Quando le giudici del tribunale dei ministri le hanno chiesto se avesse effettivamente visto la richiesta di estradizione, però, Bartolozzi ammise «di non averla avuta in mano, mai», e che aveva agito sulla base «delle informazioni fornite dai servizi» segreti.

Anche la memoria difensiva degli indagati punta molto su questa richiesta di estradizione, dedicandole un intero capitolo. La tesi è un po’ la stessa di Bartolozzi: essendoci una richiesta «concorrente» rispetto a quella della Corte penale internazionale, è stato necessario prendere tempo per fare approfondimenti, perché la Libia poteva rivendicare il diritto a perseguire un proprio cittadino prima della Corte.

Il tribunale dei ministri contesta questa tesi: anzitutto perché nel momento in cui è stata protocollata la richiesta «Almasri era stato già rimpatriato», per cui quella richiesta «tecnicamente non era concorrente». Poi perché l’Italia ha degli obblighi nei confronti della Corte penale internazionale. Infine perché non c’erano certezze dell’effettiva volontà della Libia di perseguire Almasri.

Al di là degli aspetti giudiziari, quest’ultimo è l’aspetto più rilevante da un punto di vista di politica internazionale, perché dimostra che il governo italiano accettò più o meno consapevolmente di fidarsi di impegni del tutto vaghi esibiti dalla Libia. Solo Caravelli ottenne una forma di garanzia che il governo libico volesse effettivamente perseguire Almasri, in una riunione in cui il procuratore generale libico gli disse che c’era un’indagine a carico suo. Questa però avvenne solo il 29 gennaio, cioè una settimana dopo la richiesta di estradizione.

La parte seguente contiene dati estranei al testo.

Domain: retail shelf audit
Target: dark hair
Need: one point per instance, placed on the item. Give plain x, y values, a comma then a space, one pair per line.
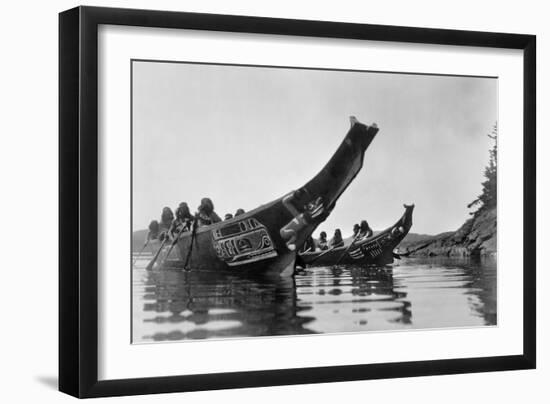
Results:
207, 206
167, 215
154, 226
182, 212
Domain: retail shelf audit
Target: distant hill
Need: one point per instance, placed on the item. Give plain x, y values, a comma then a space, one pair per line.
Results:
414, 239
138, 239
477, 236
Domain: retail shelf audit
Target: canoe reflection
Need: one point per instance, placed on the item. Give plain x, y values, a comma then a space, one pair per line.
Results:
178, 305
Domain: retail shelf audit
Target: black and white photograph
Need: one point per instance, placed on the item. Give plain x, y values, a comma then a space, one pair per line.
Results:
272, 201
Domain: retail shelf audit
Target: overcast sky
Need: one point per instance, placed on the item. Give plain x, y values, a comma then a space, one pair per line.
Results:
244, 136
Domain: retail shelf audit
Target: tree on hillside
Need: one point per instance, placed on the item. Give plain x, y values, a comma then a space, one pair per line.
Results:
488, 197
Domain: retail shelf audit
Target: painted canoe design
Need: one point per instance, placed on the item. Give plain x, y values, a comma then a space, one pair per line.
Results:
375, 250
267, 238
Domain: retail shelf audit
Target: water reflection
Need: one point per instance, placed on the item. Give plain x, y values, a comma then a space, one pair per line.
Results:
175, 305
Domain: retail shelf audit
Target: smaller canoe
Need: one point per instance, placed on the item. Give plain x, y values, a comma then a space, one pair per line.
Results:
375, 250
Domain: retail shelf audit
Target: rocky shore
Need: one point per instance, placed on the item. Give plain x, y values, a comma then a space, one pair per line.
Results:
476, 237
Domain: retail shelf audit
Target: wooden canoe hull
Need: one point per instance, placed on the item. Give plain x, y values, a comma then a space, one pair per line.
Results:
376, 250
252, 242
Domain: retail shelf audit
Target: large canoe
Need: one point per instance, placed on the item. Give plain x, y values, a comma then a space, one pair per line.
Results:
375, 250
254, 242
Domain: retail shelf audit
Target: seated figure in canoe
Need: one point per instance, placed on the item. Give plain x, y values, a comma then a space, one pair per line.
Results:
366, 248
267, 239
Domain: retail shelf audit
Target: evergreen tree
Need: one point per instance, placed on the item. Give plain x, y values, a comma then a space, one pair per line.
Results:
488, 197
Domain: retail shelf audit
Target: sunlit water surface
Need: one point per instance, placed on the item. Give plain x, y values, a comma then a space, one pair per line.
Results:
174, 305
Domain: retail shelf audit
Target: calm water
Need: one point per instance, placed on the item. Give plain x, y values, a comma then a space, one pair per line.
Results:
413, 293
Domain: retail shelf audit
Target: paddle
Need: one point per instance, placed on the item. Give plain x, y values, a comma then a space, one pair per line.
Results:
152, 263
193, 232
320, 255
347, 249
173, 244
140, 252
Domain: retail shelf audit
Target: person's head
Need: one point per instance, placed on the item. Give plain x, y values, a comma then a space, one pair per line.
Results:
167, 215
182, 211
206, 206
154, 226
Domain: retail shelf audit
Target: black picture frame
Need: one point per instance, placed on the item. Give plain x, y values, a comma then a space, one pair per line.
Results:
78, 200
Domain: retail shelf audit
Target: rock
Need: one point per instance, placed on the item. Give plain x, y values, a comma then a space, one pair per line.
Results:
477, 236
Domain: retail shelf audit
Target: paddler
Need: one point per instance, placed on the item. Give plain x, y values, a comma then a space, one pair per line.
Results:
183, 220
323, 242
337, 240
166, 219
365, 230
206, 215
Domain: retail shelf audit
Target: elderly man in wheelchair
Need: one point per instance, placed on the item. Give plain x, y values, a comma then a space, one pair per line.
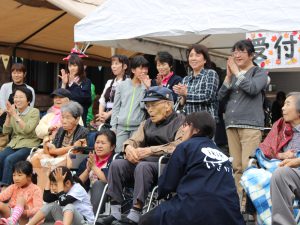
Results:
280, 148
159, 134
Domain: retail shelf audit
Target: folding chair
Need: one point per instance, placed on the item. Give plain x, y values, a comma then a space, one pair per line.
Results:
76, 155
104, 193
153, 201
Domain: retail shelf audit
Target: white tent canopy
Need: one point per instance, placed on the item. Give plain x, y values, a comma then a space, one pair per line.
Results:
172, 25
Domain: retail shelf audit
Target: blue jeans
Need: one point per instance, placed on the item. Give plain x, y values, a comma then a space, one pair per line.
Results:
8, 158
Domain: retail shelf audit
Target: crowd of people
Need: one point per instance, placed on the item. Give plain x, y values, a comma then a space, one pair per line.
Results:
136, 119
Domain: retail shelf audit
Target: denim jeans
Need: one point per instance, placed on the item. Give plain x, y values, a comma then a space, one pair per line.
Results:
8, 158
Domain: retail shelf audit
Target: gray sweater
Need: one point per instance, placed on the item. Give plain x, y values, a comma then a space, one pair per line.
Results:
244, 99
128, 110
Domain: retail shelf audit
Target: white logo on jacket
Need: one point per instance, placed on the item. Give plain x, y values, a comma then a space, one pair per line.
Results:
215, 158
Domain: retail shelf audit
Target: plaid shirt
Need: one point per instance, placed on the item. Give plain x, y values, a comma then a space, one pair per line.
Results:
202, 92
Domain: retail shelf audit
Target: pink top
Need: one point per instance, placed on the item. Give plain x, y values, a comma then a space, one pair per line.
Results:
32, 194
166, 79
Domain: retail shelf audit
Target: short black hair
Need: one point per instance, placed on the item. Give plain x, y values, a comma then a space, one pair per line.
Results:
26, 168
244, 45
202, 121
26, 91
111, 136
138, 61
164, 57
200, 49
124, 60
76, 60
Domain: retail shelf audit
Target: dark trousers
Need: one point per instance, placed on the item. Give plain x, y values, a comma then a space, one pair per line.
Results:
8, 158
152, 217
123, 173
96, 193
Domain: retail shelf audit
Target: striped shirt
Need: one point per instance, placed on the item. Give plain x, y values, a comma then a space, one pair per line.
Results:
202, 92
295, 142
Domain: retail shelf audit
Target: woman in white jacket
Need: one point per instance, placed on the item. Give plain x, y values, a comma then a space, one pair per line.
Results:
18, 74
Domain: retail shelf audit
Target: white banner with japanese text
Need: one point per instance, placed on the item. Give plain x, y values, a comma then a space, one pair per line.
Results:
276, 50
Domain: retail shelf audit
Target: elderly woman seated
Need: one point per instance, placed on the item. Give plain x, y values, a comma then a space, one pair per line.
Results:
201, 176
281, 143
69, 135
20, 122
51, 122
96, 166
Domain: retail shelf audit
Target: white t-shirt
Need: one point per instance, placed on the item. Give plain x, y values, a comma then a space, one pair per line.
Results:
107, 85
83, 204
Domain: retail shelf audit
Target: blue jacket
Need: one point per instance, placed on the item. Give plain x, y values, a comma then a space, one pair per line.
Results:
202, 178
174, 80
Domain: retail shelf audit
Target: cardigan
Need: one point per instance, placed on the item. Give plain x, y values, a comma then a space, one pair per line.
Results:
23, 138
6, 90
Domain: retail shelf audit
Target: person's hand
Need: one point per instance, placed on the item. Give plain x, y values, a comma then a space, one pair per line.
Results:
131, 154
21, 200
104, 116
91, 161
11, 109
294, 163
64, 76
46, 140
232, 66
143, 152
159, 79
80, 143
289, 154
146, 80
58, 175
180, 89
51, 129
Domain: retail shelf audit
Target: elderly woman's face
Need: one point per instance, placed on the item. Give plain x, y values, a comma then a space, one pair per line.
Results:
18, 76
20, 100
157, 110
188, 131
163, 68
102, 146
196, 60
60, 101
68, 121
289, 111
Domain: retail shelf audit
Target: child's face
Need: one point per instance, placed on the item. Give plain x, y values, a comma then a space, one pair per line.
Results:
54, 187
21, 179
140, 72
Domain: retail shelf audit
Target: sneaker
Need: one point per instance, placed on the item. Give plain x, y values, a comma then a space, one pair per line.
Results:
124, 221
58, 222
107, 220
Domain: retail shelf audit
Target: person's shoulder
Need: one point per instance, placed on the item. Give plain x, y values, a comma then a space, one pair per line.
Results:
34, 187
258, 70
29, 87
78, 189
210, 71
83, 129
124, 83
108, 82
180, 117
34, 110
6, 85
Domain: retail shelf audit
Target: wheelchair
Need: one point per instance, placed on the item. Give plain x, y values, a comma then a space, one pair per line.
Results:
150, 202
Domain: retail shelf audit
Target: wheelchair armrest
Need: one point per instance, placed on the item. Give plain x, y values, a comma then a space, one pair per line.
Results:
161, 161
119, 155
34, 149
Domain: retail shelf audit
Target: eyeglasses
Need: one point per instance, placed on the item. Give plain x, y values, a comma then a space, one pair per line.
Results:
186, 124
236, 53
152, 104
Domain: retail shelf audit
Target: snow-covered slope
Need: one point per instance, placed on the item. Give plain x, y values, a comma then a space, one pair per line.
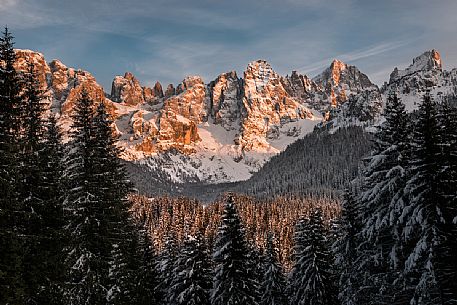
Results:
425, 74
228, 128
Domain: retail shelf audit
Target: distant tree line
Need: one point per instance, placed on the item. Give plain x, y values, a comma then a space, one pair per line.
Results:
70, 235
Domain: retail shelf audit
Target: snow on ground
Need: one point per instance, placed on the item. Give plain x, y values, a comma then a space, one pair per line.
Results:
218, 159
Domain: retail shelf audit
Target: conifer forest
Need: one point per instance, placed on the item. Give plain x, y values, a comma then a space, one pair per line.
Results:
362, 210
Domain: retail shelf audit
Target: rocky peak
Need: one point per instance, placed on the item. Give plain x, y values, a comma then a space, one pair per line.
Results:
267, 106
158, 91
127, 89
170, 91
300, 86
341, 80
427, 61
226, 93
41, 68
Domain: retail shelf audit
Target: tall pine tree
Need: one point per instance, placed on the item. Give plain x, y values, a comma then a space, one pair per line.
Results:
89, 247
345, 248
311, 281
233, 283
192, 280
273, 287
423, 218
383, 200
11, 212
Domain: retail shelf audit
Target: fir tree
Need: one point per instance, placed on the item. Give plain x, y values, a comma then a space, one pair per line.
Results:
447, 120
345, 248
233, 283
192, 280
89, 247
423, 220
383, 200
165, 267
113, 188
11, 281
311, 277
32, 189
272, 290
147, 278
54, 237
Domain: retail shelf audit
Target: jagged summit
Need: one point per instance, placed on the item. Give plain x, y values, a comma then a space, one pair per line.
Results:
427, 61
226, 129
341, 80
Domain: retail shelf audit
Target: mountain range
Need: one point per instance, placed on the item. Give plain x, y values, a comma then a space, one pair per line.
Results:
226, 129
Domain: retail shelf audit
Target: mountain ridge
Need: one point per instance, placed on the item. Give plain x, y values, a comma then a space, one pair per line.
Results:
226, 129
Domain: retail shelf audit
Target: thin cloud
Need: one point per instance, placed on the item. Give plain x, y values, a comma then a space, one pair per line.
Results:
356, 55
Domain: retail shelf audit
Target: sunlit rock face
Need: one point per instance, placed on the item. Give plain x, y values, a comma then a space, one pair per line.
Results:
267, 106
230, 126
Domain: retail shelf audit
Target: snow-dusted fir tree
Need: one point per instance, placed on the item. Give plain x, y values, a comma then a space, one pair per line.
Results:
233, 283
53, 232
311, 279
423, 221
11, 282
273, 287
447, 119
147, 277
166, 262
192, 280
40, 196
113, 188
89, 245
382, 201
345, 249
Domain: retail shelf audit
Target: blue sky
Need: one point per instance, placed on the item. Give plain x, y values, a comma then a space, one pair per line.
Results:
167, 40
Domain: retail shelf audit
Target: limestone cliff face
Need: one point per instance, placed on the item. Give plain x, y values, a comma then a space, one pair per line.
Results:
127, 89
340, 80
61, 85
268, 106
254, 111
226, 100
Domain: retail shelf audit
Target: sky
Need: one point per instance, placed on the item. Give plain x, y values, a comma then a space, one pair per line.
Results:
168, 40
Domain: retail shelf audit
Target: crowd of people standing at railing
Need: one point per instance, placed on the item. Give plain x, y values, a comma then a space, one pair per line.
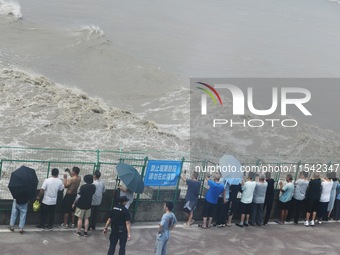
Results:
253, 199
318, 199
84, 203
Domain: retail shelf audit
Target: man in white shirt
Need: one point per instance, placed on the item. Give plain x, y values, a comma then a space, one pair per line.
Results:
300, 188
49, 189
96, 199
245, 207
326, 188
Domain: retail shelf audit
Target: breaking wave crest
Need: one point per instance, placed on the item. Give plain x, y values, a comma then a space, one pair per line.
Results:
38, 112
92, 35
11, 10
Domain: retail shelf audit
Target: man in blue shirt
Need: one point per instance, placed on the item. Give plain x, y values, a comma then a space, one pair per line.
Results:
211, 198
191, 197
167, 224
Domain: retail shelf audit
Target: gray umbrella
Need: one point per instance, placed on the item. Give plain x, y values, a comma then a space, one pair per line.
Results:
131, 178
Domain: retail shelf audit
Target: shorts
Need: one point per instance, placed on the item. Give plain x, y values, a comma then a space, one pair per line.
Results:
312, 205
245, 208
68, 202
209, 209
83, 213
189, 206
284, 206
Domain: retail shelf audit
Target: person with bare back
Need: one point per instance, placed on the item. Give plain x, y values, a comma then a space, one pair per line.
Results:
72, 185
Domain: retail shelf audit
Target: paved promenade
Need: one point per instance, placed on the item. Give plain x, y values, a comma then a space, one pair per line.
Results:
271, 239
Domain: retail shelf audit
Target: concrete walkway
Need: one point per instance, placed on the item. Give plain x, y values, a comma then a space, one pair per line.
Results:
271, 239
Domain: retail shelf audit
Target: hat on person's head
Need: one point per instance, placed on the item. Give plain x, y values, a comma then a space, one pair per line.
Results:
123, 199
88, 179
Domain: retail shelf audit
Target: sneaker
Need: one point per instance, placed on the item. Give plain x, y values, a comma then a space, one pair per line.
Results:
77, 233
186, 225
62, 225
239, 225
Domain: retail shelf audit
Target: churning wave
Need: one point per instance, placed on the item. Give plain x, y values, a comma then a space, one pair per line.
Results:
92, 35
10, 9
38, 112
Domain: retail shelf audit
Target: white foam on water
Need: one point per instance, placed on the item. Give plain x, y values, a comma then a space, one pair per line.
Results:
38, 112
10, 9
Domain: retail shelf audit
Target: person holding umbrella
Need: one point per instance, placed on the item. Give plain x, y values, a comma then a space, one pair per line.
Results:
23, 186
20, 209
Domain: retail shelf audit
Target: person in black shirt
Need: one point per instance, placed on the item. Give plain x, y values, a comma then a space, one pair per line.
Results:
312, 199
120, 226
83, 203
269, 200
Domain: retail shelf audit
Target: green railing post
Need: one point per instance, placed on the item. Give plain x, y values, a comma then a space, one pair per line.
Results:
178, 181
138, 195
48, 169
0, 168
297, 169
97, 165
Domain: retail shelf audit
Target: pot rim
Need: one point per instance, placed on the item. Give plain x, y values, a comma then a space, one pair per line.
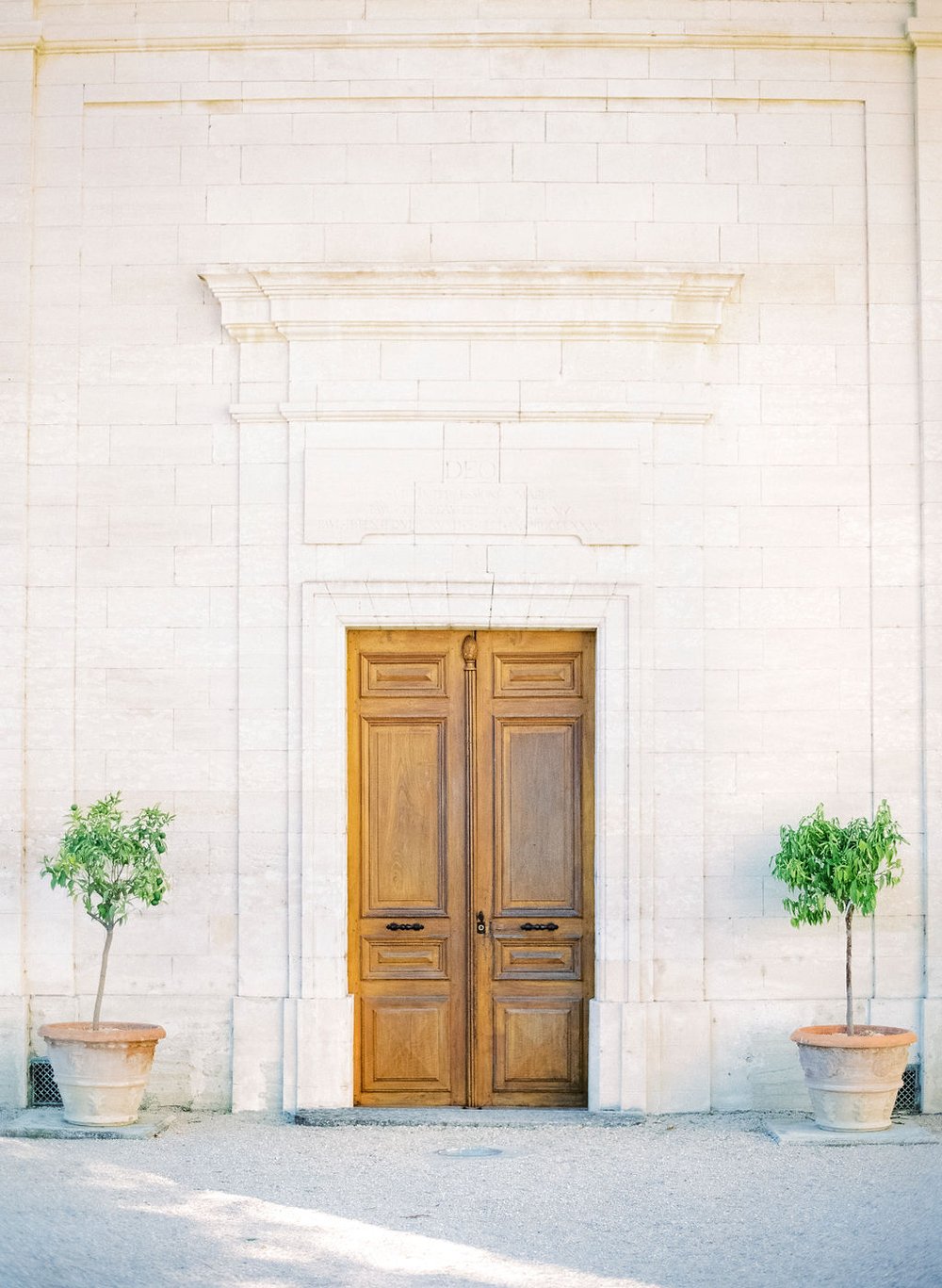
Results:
868, 1035
108, 1031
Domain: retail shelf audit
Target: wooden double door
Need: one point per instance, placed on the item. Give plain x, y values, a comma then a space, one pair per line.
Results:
471, 889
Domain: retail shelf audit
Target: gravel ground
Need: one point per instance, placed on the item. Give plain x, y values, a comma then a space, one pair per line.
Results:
674, 1202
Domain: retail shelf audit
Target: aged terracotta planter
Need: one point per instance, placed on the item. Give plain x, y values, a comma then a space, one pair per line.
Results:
853, 1080
102, 1073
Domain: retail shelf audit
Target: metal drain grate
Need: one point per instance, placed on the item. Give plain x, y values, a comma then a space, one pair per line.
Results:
42, 1088
910, 1097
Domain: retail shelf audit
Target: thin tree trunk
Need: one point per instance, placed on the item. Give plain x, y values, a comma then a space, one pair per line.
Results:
848, 980
101, 978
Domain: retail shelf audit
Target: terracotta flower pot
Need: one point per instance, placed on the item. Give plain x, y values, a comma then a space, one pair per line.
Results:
102, 1073
853, 1080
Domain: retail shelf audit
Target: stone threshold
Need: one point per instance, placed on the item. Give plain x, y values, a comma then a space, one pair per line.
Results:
50, 1125
454, 1116
805, 1133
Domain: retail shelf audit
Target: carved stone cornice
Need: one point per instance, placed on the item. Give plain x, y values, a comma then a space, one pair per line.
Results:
467, 302
885, 38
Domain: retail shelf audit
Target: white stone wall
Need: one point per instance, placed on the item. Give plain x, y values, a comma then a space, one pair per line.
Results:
180, 181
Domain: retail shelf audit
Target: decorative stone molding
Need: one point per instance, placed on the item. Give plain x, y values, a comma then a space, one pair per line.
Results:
424, 481
885, 38
457, 302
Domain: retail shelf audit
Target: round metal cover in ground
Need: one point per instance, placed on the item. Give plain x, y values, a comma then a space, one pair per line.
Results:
470, 1151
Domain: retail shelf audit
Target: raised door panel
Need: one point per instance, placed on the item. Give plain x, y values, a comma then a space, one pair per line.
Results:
404, 776
537, 838
538, 1046
406, 1045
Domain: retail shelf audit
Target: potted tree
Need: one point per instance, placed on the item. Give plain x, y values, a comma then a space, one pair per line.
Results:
853, 1072
112, 863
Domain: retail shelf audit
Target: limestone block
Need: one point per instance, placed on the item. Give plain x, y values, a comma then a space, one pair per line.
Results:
13, 1050
257, 1053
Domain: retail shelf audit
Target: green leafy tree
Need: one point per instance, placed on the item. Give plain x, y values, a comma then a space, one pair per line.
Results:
111, 864
828, 863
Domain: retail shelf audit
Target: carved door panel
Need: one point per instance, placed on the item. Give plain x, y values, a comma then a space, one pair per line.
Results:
533, 867
470, 866
408, 921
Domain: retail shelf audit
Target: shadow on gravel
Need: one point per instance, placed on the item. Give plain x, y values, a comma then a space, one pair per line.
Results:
227, 1239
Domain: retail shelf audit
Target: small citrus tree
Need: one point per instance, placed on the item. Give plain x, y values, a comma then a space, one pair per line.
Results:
111, 864
825, 862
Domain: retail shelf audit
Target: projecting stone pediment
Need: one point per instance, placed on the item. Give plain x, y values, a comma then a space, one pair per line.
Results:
435, 399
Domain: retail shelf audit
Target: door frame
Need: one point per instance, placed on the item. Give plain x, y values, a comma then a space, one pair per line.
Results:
318, 1021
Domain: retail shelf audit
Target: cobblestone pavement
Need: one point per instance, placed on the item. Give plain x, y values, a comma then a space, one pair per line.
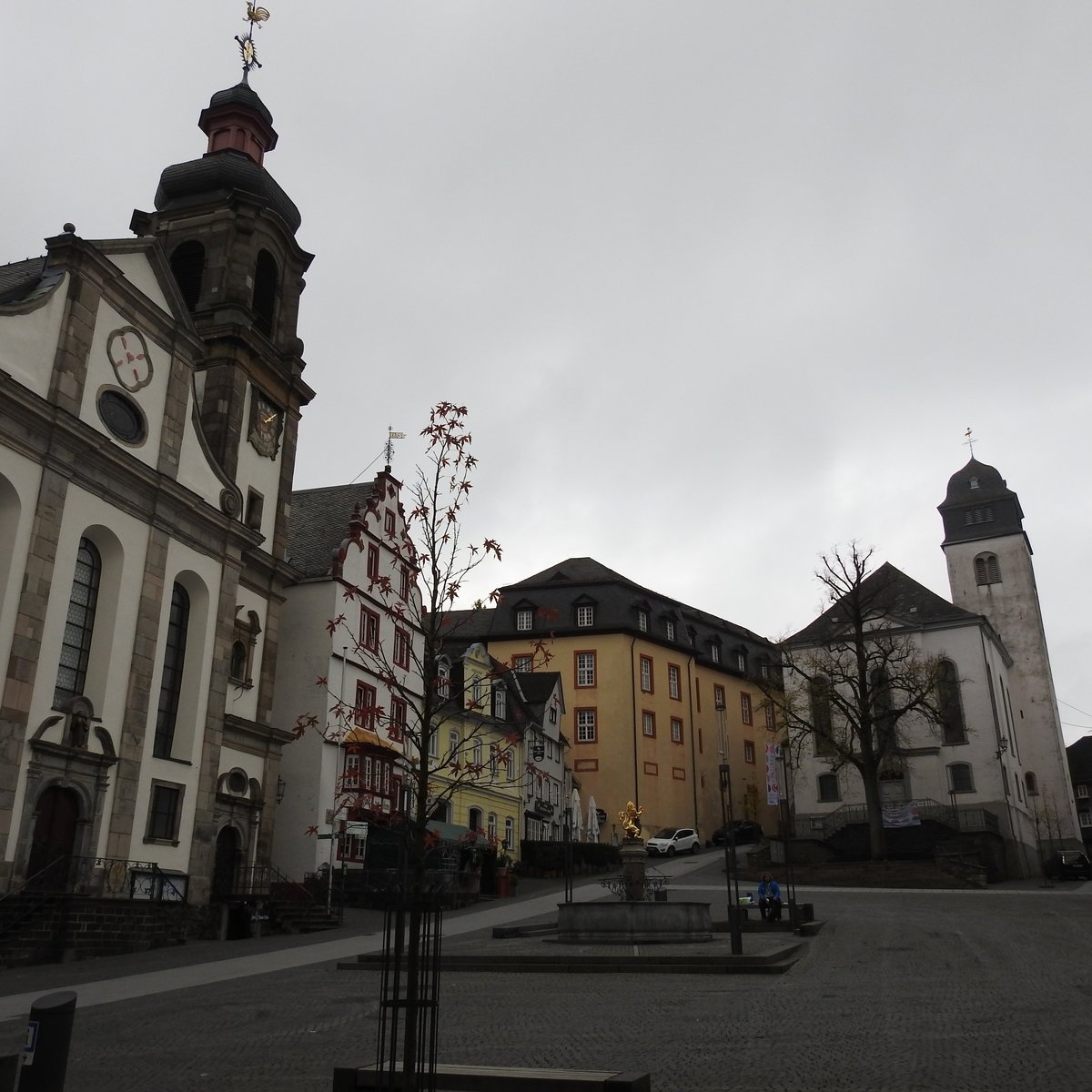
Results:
900, 991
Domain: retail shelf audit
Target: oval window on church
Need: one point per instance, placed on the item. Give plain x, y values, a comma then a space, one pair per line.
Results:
123, 418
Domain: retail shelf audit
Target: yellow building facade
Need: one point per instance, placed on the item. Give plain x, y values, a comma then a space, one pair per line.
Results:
658, 696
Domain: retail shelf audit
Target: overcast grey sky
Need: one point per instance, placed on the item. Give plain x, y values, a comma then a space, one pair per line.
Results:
722, 284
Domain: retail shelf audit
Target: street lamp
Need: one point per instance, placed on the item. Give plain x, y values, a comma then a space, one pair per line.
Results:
731, 872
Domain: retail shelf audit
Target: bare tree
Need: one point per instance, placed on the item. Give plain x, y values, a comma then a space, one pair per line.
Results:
855, 682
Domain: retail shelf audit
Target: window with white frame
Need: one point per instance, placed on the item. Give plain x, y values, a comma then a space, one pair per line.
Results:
585, 725
585, 669
829, 791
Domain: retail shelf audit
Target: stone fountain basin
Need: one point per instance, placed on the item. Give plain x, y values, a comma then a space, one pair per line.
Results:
626, 923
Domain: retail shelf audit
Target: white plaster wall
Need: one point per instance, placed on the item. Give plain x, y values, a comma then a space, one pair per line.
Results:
184, 768
115, 622
28, 342
139, 271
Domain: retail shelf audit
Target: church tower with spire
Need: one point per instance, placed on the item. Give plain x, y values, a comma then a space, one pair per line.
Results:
991, 573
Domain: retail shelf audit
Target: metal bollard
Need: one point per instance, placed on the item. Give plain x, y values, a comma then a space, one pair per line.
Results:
44, 1060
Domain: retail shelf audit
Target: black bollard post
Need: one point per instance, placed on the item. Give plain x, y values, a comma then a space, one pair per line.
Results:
44, 1062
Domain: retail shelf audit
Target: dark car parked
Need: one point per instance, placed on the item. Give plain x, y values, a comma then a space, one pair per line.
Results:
747, 834
1069, 865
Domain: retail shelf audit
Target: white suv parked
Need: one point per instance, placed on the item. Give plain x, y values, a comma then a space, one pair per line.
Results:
672, 840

Le promesse in ogni caso furono assai fumose e non ebbero alcun seguito. Negli ultimi due mesi c’è stato qualche sviluppo, anche se piuttosto caotico. Il governo libico ha prima prospettato di dare seguito alla richiesta di estradizione di Almasri da parte della Corte penale internazionale, proponendosi dunque di fare quello che l’Italia si era rifiutata di fare; poi è invece tornato sui propri passi, negando l’estradizione.

Infine, la procura generale di Tripoli ha emesso un ordine di comparizione per lo stesso Almasri, mostrando dunque una rinnovata intenzione di avviare un’azione penale nei suoi confronti, ma anche questa si è risolta in nulla per ora. In realtà alla base di questa volontà di perseguire Almasri ci sono ragioni di politica interna, che hanno a che fare con gli scontri tra le milizie libiche e con l’opposizione dello stesso Almasri al governo libico.